Monday 7 November 2011

Eastside Culture Crawl Preview Show

Hi

Wednesday night (November 9th) I am showing some of my critical work (Princess) at the Cultch (1895 Venables in Vancouver). The show runs until November 27th. Come on down and check it out! See attached the invitation and one of the Princess pieces (Princess Glutton).

“Princess” comments on the current revival of stereotypical girlhood through the “princess phase” which is being marketed as a ‘natural’ part girlhood and, according to The New York Times book reviewer Annie Murphy Paul, “should qualify as an official development stage” [i]. However, is this contemporary princess craze that is being gobbled up by girls and parents alike a product of the disappearance of Feminism through the “preference for stereotypical girlhood … [and] the increase in anti-feminist ideas” [ii] or a “new sexism’? In her 2010 book “Living Dolls: The Return of Sexism” Natasha Walter states, “this hyper-sexual culture is getting fiercer and stronger, and is co-opting the language of choice and liberation”. [iii] Moe’s princesses deconstruct the origins and reinstituted normalization of the precious child in the economically privileged West.

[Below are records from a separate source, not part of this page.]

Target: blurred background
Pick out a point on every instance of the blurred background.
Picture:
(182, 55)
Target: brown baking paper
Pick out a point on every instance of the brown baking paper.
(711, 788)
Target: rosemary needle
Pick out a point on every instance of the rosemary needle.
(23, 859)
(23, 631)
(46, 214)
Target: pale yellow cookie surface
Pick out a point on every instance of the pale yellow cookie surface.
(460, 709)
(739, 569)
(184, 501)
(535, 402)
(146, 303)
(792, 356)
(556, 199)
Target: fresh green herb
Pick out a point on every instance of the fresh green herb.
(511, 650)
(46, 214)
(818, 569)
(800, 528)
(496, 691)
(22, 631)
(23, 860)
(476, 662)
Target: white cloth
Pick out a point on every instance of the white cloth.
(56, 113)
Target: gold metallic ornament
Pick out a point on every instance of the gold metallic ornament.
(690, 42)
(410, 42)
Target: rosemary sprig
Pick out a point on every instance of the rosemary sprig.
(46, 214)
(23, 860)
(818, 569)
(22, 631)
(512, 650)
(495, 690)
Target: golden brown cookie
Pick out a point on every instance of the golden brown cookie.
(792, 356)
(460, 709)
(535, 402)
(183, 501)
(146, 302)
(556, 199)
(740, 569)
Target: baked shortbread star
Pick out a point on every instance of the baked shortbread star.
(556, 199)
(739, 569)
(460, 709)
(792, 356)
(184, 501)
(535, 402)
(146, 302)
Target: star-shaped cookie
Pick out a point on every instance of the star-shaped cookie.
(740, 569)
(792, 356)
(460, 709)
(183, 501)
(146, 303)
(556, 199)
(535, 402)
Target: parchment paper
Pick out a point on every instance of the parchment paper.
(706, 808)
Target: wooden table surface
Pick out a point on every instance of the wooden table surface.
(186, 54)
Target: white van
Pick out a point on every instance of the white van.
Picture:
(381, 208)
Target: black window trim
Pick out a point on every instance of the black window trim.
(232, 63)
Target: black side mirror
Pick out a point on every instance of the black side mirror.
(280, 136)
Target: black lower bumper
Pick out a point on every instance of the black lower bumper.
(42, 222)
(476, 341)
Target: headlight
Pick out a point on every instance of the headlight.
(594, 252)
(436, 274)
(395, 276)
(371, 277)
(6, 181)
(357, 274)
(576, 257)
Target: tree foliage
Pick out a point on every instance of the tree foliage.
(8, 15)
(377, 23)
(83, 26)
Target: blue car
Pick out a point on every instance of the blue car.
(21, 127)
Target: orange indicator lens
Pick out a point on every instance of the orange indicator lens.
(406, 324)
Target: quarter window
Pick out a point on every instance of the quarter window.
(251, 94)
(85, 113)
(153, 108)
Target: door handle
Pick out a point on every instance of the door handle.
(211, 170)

They are a documentation of the contradictions that can exist within the psyche of femininity that is informed by the patriarchal constructions of the romantic child: her hyper-feminine is playfully combined with irreverence and, exposing incongruity, work to complicate and transgress any reductionist and fixed notions of female identity.

[i] Paul, Annie Murphy “Is Pink Necessary?” The New York Times, January 23, 2011.
[ii] Dixon, Nicole “The Other F-Word: The Disappearance of Feminism from our Fiction” CNQ 80/ 2010 (2-17).
[iii] Walter, Natasha Living Dolls: the Return of Sexism London: Virago, 2010 (33).